Collect all matches as findings in the format specified by findingFormat, then pass them as pluginFindings to check_review_verdict.

Companion Plugin Enhancement (Tier 3 — Platform-Dependent)

On platforms with skill support (Claude Code, Cursor), the orchestrator may additionally invoke impeccable:critique for deeper qualitative analysis. These findings are also passed as pluginFindings.

Convergence & Verdict

Query convergence status and compute verdict via orchestrate. See references/convergence-and-verdict.md for full orchestrate calls, response fields, and verdict routing logic.

Summary: check_convergence returns per-dimension D1-D5 status. check_review_verdict takes finding counts and optional pluginFindings array (from catalog execution and companion plugins), emits gate events, and returns APPROVED or NEEDS_FIXES.

Auto-Transition

All transitions are automatic — no user confirmation.

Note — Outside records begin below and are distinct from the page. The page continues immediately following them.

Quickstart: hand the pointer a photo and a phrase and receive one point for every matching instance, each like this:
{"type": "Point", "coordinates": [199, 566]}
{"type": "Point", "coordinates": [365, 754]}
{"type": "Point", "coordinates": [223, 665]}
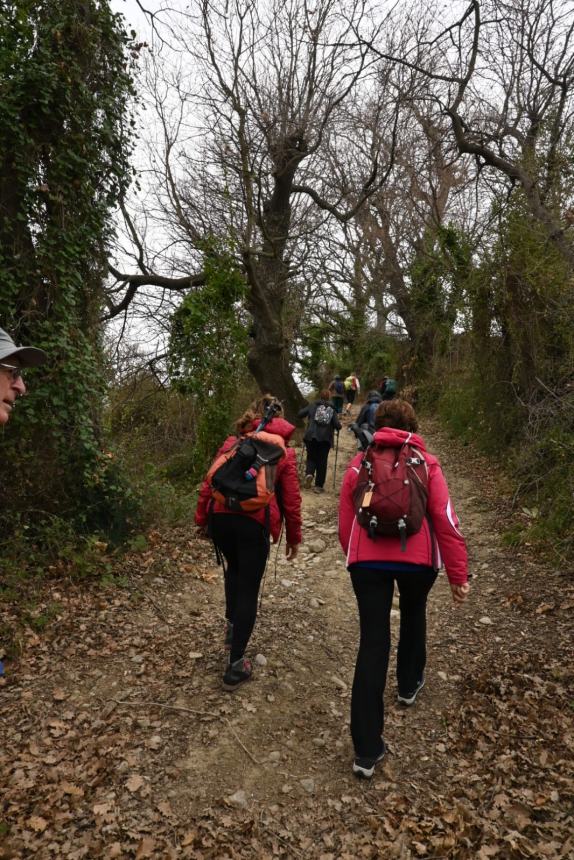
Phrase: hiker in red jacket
{"type": "Point", "coordinates": [243, 538]}
{"type": "Point", "coordinates": [375, 564]}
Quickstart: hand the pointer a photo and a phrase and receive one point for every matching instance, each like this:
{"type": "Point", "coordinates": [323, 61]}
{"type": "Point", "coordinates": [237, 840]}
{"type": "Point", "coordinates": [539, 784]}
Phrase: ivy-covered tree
{"type": "Point", "coordinates": [208, 351]}
{"type": "Point", "coordinates": [65, 141]}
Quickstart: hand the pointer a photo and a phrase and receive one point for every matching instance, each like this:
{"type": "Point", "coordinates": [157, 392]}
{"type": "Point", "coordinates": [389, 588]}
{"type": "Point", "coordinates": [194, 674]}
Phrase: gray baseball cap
{"type": "Point", "coordinates": [28, 356]}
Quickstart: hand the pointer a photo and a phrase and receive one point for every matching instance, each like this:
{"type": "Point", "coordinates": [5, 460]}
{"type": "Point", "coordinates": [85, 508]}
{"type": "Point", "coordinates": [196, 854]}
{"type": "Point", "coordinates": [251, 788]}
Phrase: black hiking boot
{"type": "Point", "coordinates": [237, 674]}
{"type": "Point", "coordinates": [364, 767]}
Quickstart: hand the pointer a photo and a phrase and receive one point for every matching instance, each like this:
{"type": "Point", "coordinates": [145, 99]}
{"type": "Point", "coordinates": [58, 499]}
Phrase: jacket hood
{"type": "Point", "coordinates": [280, 426]}
{"type": "Point", "coordinates": [391, 438]}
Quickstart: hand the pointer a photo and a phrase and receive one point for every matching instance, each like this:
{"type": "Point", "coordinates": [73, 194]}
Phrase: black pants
{"type": "Point", "coordinates": [244, 544]}
{"type": "Point", "coordinates": [374, 593]}
{"type": "Point", "coordinates": [317, 456]}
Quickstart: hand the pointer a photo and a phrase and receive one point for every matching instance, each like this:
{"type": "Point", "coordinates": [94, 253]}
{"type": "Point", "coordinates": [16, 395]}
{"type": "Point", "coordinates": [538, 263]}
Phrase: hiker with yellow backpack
{"type": "Point", "coordinates": [352, 388]}
{"type": "Point", "coordinates": [250, 490]}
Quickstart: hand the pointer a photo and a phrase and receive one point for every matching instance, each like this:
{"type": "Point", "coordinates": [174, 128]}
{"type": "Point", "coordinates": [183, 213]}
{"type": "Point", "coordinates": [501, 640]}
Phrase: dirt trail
{"type": "Point", "coordinates": [119, 741]}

See references/auto-transition.md for per-verdict transition details, Skill invocations, and integration notes.

Recording Results

Before transitioning, record the review verdict. The reviews value MUST be an object with a status field, not a flat string:

APPROVED:

exarchos_workflow({ action: "update", featureId: "<id>", updates: {
  reviews: { "quality-review": { status: "pass", summary: "...", issues: [] } }
}})
exarchos_workflow({ action: "transition", featureId: "<id>", target: "synthesize" })

Then invoke {{COMMAND_PREFIX}}synthesize.

NEEDS_FIXES:

exarchos_workflow({ action: "update", featureId: "<id>", updates: {
  reviews: { "quality-review": { status: "fail", summary: "...", issues: [{ severity: "HIGH", file: "...", description: "..." }] } }
}})

Then invoke {{COMMAND_PREFIX}}delegate --fixes.

Gate events: Do NOT manually emit gate.executed events via exarchos_event. Gate events are automatically emitted by the check_review_verdict orchestrate handler. Manual emission causes duplicates.

Guard shape: The all-reviews-passed guard requires reviews.{name}.status to be a passing value (pass, passed, approved, fixes-applied). Flat strings like reviews: { "quality-review": "pass" } are silently ignored and will block the review → synthesize transition.